The musicianship is on a high level on all posts. Gojira are obviously very skilled, but they are also passionate about delivering their music and that´s audible too. "From Mars to Sirius" features a powerful, detailed, and well sounding production, which suits the material perfectly. So upon conclusion it´s a high quality release by Gojira. Featuring 12 tracks and a full playing time of 66:58 minutes it outstays its welcome a bit and a few tracks could have been left off the album and it would most likely have been a little more concise and "sharp", but as it is, it´s still a great quality release and the extra minutes of playing time is a minor issue. A 4 star (80%) rating is deserved.
Phonebook Eater

"From Mars To Sirius" is Gojira's best release so far: a modern Death Metal classic.

Gojira are one of the main Progressive Death Metal acts of the new millennium also because of “From Mars To Sirius”, the extraordinary third album. This French band had been active for nine years before this release, but it is known that great albums take time and a certain level of maturity.

Compared to earlier albums, “From Mars To Sirius” has a much rougher production: everything sounds incredibly large, wide, and spacey in this album, contrasting the tight compositions of the early days. Even the technical point of view has toned down quite a bit, in favor of a more sludgy take on Death Metal: the guitars are strongly reminiscent of bands like Mastodon, Neurosis, or Isis. But the typical Gojira vocals, by Joe Duplianter, never leave the stage, and still give that touch that brings together all releases from the band.

The album presents a bunch of solid, well-written and executed songs that, put together, maintain a strongly consistent level throughout the entire hour this albums lasts: the more famous, classic Gojira songs like the Post-Metal vibes of “Flying Whales”, the fiercely dramatic guitar tapping of “Global Warming”, or the energetic “From The Sky” are stuck into the imaginary collective of modern Death Metal. But the other songs present here are not less powerful: “Ocean Planet”, the album’s opener, is an almost devastatingly executed song with one of the sludgiest riffs of the entire LP, “World To Come” and “Oceanbone” simple songs with excellent riffs and songwriting. The more technical, thrashy moments are still present here and there, like in “The Heaviest Matter Of The Universe”, one of the most intense songs Gojira has ever created.

An album with little imperfections, with a tremendously engaging flow, and with a consistent high level of execution, “From Mars to Sirius” shows all of Gojra’s talent, and remains a key album for Progressive Death Metal.
Since this album has a score of 2.71, I feel almost like it's an obligation that I write a review to bump it up a few points. I feel like this is Gojira's best album and to see it being the worst is, well, wrong...to me. Well, let's see if this review actually matters, shall we? This review is going to be one of those annoying "song by song" ones, 'cause that's what I do best.

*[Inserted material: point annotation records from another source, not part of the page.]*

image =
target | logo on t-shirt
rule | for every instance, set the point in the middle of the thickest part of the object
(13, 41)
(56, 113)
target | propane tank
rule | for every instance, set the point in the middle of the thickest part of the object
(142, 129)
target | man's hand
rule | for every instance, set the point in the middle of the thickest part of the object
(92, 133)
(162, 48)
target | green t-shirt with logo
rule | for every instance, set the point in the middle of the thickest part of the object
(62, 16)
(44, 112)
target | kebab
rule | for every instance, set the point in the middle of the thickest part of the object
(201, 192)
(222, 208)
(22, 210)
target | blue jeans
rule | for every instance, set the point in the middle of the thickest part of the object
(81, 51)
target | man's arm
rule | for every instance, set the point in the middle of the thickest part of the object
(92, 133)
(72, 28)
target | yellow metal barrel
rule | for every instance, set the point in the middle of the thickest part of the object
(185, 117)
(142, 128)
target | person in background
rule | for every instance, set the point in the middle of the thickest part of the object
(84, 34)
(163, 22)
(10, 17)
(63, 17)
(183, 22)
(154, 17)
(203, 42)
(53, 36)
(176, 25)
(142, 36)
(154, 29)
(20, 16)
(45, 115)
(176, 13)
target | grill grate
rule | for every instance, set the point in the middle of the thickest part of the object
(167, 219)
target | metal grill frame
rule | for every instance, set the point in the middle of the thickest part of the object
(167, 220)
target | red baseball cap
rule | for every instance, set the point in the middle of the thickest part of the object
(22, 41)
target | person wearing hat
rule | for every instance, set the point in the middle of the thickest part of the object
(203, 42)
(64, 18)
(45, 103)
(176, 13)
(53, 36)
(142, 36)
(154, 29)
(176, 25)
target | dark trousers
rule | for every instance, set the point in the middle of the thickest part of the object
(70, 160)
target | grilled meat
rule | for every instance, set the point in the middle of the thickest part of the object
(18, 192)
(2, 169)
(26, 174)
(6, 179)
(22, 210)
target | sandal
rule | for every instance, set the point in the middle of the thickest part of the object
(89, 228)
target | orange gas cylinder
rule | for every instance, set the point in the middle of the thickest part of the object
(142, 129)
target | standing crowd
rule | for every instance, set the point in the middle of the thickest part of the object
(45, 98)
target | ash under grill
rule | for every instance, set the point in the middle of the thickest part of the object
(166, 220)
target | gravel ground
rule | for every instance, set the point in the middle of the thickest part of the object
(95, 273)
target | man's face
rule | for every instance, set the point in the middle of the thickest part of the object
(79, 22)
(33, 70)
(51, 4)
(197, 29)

Ocean Planet - Not exactly a roaring start for the album, but it is still not a bad song. It still definitely has its moments, but it does take a while for the song to get good. This song is definitely outmatched by most of the other songs on the album, though.

Backbon - Now this is what the whole album's about. This is truly a great song. It opens up with a very heavy riff and then later transverses into blast beats and THEN goes into the fast riff with double bass underneath. I think all these riffs sound excellent together, transitioning beautifully.

From the Sky - I know you're looking at the rating I gave the album and then at the individual songs and wondering "how?," but I promise it gets better from here. This is just the worst song off the album, the filler of the album if you will. Not a terrible song, just not really providing anything new to the album.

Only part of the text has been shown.